3. Individual Retirement Accounts (IRAs)

  • Traditional IRA: Contributions may be tax-deductible, and earnings grow tax-deferred until withdrawal. The contribution limit for 2024 is $6,500, with an additional $1,000 catch-up for those 50 and older.
  • Roth IRA: Contributions are made with after-tax dollars, but withdrawals are tax-free.

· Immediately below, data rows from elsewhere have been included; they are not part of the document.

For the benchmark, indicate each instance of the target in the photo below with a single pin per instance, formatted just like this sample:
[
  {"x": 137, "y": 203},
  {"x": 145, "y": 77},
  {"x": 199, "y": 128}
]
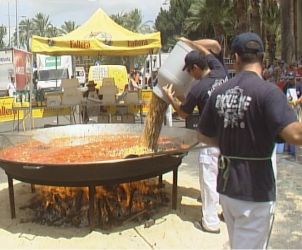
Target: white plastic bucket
[{"x": 171, "y": 71}]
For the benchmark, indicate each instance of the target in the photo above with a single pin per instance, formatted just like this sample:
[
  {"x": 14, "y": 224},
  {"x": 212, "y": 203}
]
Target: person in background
[
  {"x": 91, "y": 97},
  {"x": 197, "y": 64},
  {"x": 292, "y": 89},
  {"x": 244, "y": 118},
  {"x": 133, "y": 84}
]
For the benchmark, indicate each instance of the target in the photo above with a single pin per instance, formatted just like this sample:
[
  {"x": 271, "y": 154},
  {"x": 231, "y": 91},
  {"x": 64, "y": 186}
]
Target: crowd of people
[
  {"x": 287, "y": 77},
  {"x": 241, "y": 119}
]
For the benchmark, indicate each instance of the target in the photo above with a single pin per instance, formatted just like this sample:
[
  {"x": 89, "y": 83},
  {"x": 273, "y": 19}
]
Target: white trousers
[
  {"x": 248, "y": 222},
  {"x": 168, "y": 116},
  {"x": 208, "y": 170}
]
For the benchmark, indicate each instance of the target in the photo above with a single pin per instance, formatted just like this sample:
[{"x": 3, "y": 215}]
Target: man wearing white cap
[{"x": 243, "y": 118}]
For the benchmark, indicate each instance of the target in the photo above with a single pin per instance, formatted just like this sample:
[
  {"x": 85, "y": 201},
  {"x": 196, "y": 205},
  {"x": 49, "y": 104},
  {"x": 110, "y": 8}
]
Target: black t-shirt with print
[
  {"x": 200, "y": 92},
  {"x": 246, "y": 115}
]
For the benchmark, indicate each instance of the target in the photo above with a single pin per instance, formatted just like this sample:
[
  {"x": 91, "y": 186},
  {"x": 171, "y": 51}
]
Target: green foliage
[
  {"x": 41, "y": 25},
  {"x": 2, "y": 35},
  {"x": 171, "y": 22}
]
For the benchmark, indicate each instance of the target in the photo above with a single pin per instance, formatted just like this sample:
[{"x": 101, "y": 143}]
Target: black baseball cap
[
  {"x": 247, "y": 43},
  {"x": 291, "y": 75},
  {"x": 193, "y": 57}
]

The contribution limit is the same as for Traditional IRAs, but eligibility is subject to income limits.
  • Flexibility: IRAs offer a wider range of investment options compared to employer-sponsored plans.

4. SEP IRA (Simplified Employee Pension)

  • For Small Business Owners and Self-Employed: Allows for contributions to be made to an IRA set up for each employee.
  • High Contribution Limits: For 2024, the contribution limit is the lesser of 25% of the employee’s compensation or $66,000.
  • Tax Benefits: Contributions are tax-deductible, and earnings grow tax-deferred.

5. SIMPLE IRA (Savings Incentive Match Plan for Employees)

  • For Small Businesses: Easier and less costly to administer than a 401(k).
  • Employer Contributions: Employers are required to either match employee contributions up to 3% of compensation or make a 2% non-elective contribution for each eligible employee.
  • Contribution Limits: For 2024, employees can contribute up to $15,500, with an additional $3,500 catch-up contribution for those aged 50 and over.

6. 403(b) Plans

  • For Non-Profit Employees: Similar to 401(k) plans but designed for employees of public schools and certain tax-exempt organizations.
  • Tax Benefits: Contributions are pre-tax, reducing taxable income, and earnings grow tax-deferred.
  • Contribution Limits: Similar to 401(k) plans, with the same contribution limits.

Choosing the Best Plan

  • Employer Match: If your employer offers a matching contribution, contributing enough to get the full match is often a priority as it’s essentially free money.
  • Tax Considerations: Consider whether you prefer tax-deferred growth now (traditional plans) or tax-free withdrawals in retirement (Roth plans).
  • Investment Options: Some plans offer more diverse investment options than others.
  • Contribution Limits: Higher limits allow for more significant retirement savings.
  • Flexibility: IRAs provide more investment flexibility compared to employer-sponsored plans.

Ultimately, the best retirement plan is one that aligns with your financial goals, offers the most benefits for your situation, and provides a structure that you can consistently contribute to. Consulting with a financial advisor can also help tailor a retirement strategy to your specific needs.